Pożary w domach najczęściej wybuchają w nocy, gdy domownicy śpią. Wtedy szanse na szybką reakcję są niewielkie - a ogień nie czeka. Już po kilku minutach może ogarnąć całe mieszkanie. Jeszcze większym zagrożeniem niż płomienie jest dym i czad, które rozprzestrzeniają się błyskawicznie i mogą zabić zanim pojawią się pierwsze płomienie.
Dym jest cichy, niewidoczny, a jego działanie - śmiertelne. Czujka dymu wykrywa go zanim zrobi to człowiek. To właśnie w nocy, podczas snu, jesteśmy najbardziej narażeni. Czujka może być jedynym ostrzeżeniem, jakie mamy.
Zakup czujki to wydatek rzędu 50 zł. Montaż? Prosty - wystarczy kilka minut, bez potrzeby ciągnięcia kabli czy ingerencji w instalację elektryczną. Czujka działa na baterię, którą wystarczy wymienić raz w roku.
Co ważne, nie potrzeba żadnych pozwoleń ani specjalnych umiejętności technicznych.

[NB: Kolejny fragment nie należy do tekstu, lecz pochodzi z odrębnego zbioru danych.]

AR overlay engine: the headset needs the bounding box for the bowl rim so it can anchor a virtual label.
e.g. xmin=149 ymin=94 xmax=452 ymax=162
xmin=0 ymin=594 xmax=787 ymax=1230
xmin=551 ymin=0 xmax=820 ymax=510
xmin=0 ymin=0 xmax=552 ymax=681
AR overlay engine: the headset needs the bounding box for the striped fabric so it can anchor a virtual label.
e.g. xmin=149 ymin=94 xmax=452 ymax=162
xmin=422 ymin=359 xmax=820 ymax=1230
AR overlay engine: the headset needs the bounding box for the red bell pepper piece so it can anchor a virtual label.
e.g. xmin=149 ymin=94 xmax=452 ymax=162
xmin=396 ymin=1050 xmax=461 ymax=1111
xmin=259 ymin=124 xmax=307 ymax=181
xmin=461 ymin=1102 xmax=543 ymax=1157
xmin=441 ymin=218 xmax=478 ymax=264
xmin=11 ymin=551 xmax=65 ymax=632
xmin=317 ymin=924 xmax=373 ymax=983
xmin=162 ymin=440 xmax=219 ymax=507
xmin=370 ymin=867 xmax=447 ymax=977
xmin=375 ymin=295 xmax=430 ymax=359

Wystarczy odrobina chęci, by zabezpieczyć siebie i swoich najbliższych.
W kampanii promującej montaż czujek strażacy przypominają także o swoich kolegach, którzy każdego dnia ryzykują zdrowie i życie, by ratować innych. Wiele dramatycznych interwencji mogłoby się nie wydarzyć, gdyby w mieszkaniu wcześniej zamontowano czujkę dymu.
Strażacy apelują: nie czekaj do jutra, nie odkładaj tego na "kiedyś". Wypadki nie czekają. Zrób to dziś - dla swoich dzieci, rodziców, partnera. Dla tych, którzy nigdy nie powinni zginąć, ratując nas przed skutkami naszej własnej nieostrożności.